Fracture recently accepted funding from Summit. Can you talk a little bit about that process? How did you know it was the right time for this next step?
That was a really intense process that taught me a lot. The main point is that to grow, you need support. And you need different types of support at different stages. We couldn’t have made it to where we were up until earlier this year without the support of some key investors. These investors kept us alive for a long time. We were at the point where every investor, every investment group, had an exit horizon. We’d also done well enough and were fortunate that we thought that we could get them a good return for their investment, and they absolutely deserved it.
So we wanted to get our previous investors a return and at the same time find new partners, new supporters for the next stage of growth to help us truly become a world-class company. Having people on our side who had been there before and had done that before could help us identify roadblocks and opportunities and really whip us into shape. We were fortunate to find that in Summit. There were a lot of I’s to dot and T’s to cross — a lot of paperwork — and that took a long time.
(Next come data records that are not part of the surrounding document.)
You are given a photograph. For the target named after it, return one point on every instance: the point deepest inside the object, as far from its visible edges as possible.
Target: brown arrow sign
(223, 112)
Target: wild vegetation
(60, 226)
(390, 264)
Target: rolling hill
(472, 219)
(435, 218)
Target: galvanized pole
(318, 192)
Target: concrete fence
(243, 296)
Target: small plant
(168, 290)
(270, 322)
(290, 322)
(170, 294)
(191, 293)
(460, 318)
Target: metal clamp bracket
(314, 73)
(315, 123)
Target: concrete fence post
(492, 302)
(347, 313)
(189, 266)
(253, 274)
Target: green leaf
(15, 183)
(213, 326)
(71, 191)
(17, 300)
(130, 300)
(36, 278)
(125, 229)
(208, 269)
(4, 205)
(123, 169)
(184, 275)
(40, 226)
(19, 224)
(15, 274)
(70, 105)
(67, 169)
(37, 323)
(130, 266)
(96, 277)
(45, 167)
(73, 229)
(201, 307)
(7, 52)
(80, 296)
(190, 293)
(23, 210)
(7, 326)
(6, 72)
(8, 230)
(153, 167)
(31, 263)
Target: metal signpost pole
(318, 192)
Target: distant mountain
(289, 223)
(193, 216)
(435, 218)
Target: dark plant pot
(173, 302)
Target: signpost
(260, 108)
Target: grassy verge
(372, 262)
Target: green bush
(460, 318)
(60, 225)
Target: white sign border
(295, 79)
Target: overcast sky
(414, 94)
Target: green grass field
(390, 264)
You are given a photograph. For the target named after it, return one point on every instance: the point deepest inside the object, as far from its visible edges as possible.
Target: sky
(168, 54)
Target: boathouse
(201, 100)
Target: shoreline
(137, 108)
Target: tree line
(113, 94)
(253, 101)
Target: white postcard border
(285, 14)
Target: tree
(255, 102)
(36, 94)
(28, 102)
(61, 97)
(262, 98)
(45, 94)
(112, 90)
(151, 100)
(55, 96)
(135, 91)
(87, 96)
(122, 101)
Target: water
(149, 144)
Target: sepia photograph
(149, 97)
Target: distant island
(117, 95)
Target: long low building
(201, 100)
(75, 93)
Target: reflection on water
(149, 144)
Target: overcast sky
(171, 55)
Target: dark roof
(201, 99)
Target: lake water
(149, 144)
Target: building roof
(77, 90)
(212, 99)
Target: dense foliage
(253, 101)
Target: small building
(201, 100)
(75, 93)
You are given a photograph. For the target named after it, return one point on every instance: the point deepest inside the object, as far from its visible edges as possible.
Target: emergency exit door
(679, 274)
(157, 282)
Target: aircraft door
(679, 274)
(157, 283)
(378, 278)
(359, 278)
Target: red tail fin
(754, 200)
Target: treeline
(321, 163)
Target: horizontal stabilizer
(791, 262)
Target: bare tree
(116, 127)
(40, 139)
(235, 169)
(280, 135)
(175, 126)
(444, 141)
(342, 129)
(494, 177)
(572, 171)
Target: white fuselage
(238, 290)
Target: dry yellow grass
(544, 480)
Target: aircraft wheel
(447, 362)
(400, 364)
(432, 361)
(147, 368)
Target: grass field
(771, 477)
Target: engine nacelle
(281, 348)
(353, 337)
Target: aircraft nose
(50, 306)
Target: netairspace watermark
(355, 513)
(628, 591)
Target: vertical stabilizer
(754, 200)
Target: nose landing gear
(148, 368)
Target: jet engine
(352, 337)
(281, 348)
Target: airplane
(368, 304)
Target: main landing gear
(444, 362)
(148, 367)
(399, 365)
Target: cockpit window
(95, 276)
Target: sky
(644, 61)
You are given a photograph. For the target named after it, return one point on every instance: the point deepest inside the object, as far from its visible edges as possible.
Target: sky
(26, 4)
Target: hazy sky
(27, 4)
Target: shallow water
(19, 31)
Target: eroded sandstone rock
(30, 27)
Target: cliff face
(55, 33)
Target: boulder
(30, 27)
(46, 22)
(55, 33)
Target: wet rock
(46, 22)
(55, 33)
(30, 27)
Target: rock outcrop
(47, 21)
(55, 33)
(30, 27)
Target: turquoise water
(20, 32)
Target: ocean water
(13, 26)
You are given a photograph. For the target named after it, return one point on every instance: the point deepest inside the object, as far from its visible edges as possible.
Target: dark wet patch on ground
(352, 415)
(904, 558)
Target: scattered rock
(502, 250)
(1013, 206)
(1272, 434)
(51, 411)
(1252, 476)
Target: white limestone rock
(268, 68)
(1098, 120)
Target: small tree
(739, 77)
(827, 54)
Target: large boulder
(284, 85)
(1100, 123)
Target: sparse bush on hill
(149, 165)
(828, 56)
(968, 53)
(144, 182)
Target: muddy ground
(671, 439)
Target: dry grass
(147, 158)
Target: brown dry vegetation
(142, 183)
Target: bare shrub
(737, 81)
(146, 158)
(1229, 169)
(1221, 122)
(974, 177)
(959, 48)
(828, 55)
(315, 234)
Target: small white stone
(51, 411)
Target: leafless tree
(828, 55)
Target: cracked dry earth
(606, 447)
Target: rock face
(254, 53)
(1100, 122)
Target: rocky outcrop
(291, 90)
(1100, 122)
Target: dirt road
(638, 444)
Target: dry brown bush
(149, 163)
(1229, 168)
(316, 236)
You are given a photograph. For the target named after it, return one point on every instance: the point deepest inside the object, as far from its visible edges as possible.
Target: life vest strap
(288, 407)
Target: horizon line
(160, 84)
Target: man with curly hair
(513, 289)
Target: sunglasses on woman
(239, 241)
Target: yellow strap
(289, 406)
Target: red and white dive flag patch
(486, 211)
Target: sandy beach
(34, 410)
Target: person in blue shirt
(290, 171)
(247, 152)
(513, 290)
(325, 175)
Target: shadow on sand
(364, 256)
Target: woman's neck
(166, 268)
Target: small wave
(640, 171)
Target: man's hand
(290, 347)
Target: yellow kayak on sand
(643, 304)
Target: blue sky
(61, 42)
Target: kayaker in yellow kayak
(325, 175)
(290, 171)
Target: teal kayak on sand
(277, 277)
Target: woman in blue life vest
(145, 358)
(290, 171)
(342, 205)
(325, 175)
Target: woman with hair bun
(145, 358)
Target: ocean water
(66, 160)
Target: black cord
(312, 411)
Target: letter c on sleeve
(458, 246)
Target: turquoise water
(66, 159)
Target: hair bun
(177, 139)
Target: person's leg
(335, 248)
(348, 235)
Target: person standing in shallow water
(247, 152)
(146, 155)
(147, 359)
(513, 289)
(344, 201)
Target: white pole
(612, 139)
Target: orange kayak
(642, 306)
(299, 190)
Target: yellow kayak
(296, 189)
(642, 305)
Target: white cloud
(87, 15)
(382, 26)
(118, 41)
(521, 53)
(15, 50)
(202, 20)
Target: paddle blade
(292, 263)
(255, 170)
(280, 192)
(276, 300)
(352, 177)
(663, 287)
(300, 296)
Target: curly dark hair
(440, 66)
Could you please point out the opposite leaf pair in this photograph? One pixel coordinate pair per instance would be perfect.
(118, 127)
Fortunately, we were able to get that over the finish line.
What’s the best advice you’ve received as an entrepreneur?
The best entrepreneurship advice I’ve received is from a mentor who said, “At the end of the day, the only people’s opinions I care about are God’s, my family’s, and my dog’s.”
It really resonated with me because I care a lot about what other people think. As a business owner, you have to be decisive and do what you think is right, even if it’s a difficult decision. Knowing that you’ll be wrong a good amount of the time, but still knowing you need conviction in what you’re doing. Having that support system of my family (and my dog) is super important to me.
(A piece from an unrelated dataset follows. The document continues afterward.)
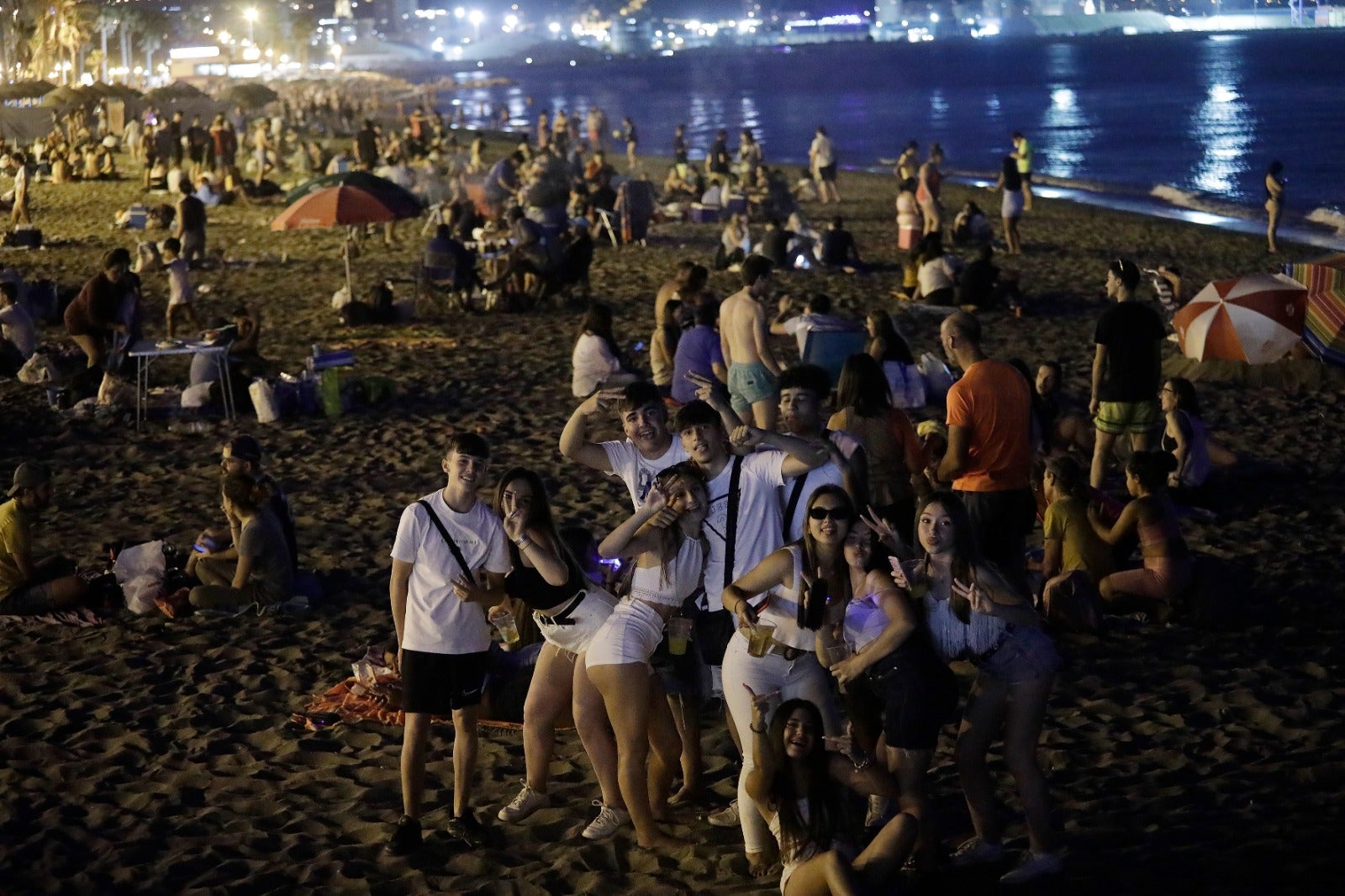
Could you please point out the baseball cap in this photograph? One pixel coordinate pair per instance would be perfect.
(245, 447)
(30, 475)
It also helped clarify things to hear that with the urge to move forward at the end of the day, it really doesn’t matter what anyone else thinks. As long as you’re operating with integrity, things will be okay.
Do you have any advice for aspiring entrepreneurs?
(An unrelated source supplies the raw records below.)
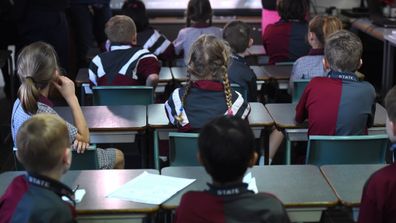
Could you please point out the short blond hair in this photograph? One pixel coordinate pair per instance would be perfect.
(120, 29)
(41, 142)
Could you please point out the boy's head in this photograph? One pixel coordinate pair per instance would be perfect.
(343, 51)
(137, 11)
(390, 106)
(43, 144)
(121, 29)
(226, 149)
(238, 35)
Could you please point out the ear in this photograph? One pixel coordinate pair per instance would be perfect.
(253, 160)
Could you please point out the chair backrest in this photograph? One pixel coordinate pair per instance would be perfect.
(362, 149)
(241, 90)
(123, 95)
(86, 161)
(298, 89)
(183, 149)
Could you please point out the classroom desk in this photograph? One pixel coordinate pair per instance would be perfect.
(302, 188)
(95, 207)
(157, 120)
(110, 124)
(283, 115)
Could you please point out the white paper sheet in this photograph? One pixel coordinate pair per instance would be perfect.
(150, 188)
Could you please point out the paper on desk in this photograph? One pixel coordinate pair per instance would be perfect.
(251, 181)
(150, 188)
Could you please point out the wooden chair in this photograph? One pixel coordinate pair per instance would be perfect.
(361, 149)
(123, 95)
(183, 148)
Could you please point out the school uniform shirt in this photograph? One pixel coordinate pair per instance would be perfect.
(156, 43)
(106, 157)
(339, 104)
(234, 203)
(123, 65)
(205, 101)
(240, 73)
(379, 197)
(286, 40)
(35, 198)
(187, 36)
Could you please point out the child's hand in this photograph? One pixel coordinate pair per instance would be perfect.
(65, 86)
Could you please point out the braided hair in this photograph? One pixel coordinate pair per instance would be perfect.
(208, 60)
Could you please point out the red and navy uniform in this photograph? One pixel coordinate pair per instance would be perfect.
(230, 204)
(240, 73)
(123, 65)
(35, 198)
(286, 40)
(204, 102)
(339, 104)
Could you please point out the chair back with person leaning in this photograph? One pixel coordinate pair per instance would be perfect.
(298, 89)
(183, 148)
(123, 95)
(359, 149)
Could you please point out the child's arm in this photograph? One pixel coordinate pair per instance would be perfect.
(66, 88)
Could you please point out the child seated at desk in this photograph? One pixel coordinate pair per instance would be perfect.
(238, 35)
(226, 150)
(44, 150)
(379, 193)
(124, 63)
(207, 93)
(339, 104)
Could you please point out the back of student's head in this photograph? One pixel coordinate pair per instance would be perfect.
(199, 11)
(293, 9)
(137, 11)
(36, 67)
(41, 142)
(323, 26)
(120, 29)
(226, 148)
(343, 51)
(238, 35)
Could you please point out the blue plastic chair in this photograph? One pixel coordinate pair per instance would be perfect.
(183, 148)
(361, 149)
(123, 95)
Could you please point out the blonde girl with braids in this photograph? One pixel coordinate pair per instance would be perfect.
(38, 70)
(207, 93)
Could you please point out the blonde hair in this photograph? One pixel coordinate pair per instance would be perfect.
(36, 68)
(41, 142)
(208, 60)
(323, 26)
(120, 29)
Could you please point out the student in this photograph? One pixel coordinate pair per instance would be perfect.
(124, 63)
(286, 39)
(307, 67)
(339, 104)
(379, 194)
(44, 150)
(238, 36)
(207, 93)
(226, 150)
(148, 37)
(199, 21)
(38, 71)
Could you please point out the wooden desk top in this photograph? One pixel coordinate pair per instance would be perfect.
(277, 72)
(348, 181)
(258, 117)
(110, 118)
(83, 77)
(283, 115)
(296, 186)
(98, 184)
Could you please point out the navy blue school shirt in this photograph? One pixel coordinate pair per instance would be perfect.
(240, 73)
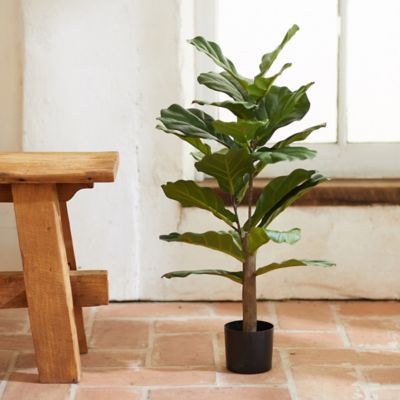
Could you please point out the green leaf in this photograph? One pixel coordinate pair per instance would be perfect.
(220, 241)
(241, 109)
(260, 236)
(212, 50)
(232, 275)
(293, 263)
(268, 59)
(191, 122)
(228, 169)
(189, 194)
(283, 107)
(297, 136)
(224, 83)
(271, 156)
(242, 131)
(277, 194)
(291, 197)
(177, 118)
(195, 142)
(262, 86)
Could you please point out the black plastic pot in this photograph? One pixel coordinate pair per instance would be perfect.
(248, 352)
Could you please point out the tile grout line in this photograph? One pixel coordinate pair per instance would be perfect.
(362, 383)
(73, 391)
(150, 346)
(340, 328)
(10, 369)
(289, 374)
(217, 358)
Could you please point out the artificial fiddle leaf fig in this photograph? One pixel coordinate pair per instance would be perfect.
(274, 155)
(224, 83)
(194, 141)
(212, 50)
(260, 236)
(262, 86)
(236, 276)
(297, 137)
(291, 197)
(228, 169)
(275, 193)
(241, 109)
(268, 59)
(221, 241)
(259, 108)
(283, 107)
(242, 131)
(189, 194)
(293, 263)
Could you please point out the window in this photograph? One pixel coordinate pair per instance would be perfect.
(348, 47)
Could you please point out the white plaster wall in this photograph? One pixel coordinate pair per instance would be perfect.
(10, 117)
(96, 75)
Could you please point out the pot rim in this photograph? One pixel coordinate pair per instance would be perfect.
(236, 326)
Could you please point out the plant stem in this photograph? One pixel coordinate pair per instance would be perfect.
(239, 228)
(249, 296)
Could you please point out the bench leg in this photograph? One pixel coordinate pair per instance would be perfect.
(47, 284)
(69, 246)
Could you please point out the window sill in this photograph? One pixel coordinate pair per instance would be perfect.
(336, 192)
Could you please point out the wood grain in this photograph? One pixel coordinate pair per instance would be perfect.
(69, 247)
(66, 191)
(89, 288)
(47, 283)
(58, 167)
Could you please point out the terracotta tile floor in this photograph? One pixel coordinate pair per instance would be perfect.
(169, 351)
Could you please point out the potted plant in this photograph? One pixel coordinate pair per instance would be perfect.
(245, 149)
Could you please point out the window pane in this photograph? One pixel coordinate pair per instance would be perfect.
(373, 70)
(248, 29)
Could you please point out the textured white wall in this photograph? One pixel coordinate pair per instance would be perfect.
(10, 117)
(96, 75)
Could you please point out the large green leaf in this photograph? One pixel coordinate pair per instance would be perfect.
(191, 122)
(297, 136)
(212, 50)
(189, 194)
(242, 109)
(194, 141)
(261, 85)
(220, 241)
(179, 119)
(291, 197)
(275, 193)
(293, 263)
(228, 169)
(242, 131)
(236, 276)
(260, 236)
(223, 82)
(268, 59)
(271, 156)
(283, 107)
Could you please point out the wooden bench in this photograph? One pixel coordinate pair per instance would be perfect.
(39, 185)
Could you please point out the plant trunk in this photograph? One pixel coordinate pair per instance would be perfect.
(249, 294)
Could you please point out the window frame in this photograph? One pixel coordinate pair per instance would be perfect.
(342, 159)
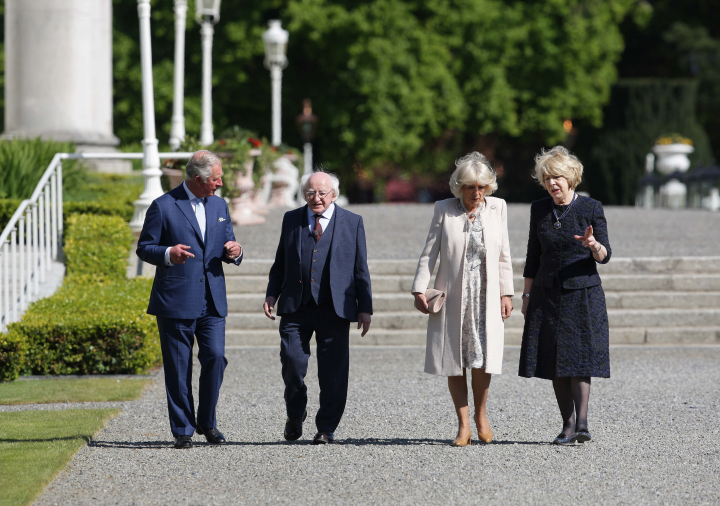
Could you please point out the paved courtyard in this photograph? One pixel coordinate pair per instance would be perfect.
(657, 440)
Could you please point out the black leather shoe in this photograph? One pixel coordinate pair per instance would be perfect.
(563, 439)
(582, 436)
(323, 438)
(183, 442)
(213, 435)
(293, 428)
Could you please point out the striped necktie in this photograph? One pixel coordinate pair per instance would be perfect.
(317, 231)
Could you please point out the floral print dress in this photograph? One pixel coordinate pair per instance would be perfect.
(474, 339)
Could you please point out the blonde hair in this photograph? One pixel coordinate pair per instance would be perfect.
(558, 161)
(471, 169)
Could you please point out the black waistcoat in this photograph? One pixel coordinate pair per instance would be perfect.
(316, 263)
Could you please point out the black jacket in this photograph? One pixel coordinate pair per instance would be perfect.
(554, 257)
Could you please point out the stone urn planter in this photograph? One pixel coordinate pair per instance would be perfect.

I think the biggest piece of advice is to not get caught up in the hype. Right now, entrepreneurship is a very en vogue concept. I even have a bone to pick with the word entrepreneur because it’s French and fancy-sounding, and I don’t think it’s necessarily the reality. So often, media attention and the hype does less for people than it helps them.
I mean, it hurts more than it helps because everyone’s portrayed as an overnight success. Everyone thinks that there’s a formula — that there’s a tried and true path. For that one success, they had a thousand failures. And that one success that was marketed as an overnight success actually took eight to ten years. There’s so much that you don’t see.
So, it’s good to learn from some key resources and soak things in like a sponge. But, you’ve also got to realize that your journey is your own. You just gotta put your head down and work and not be distracted by the voices.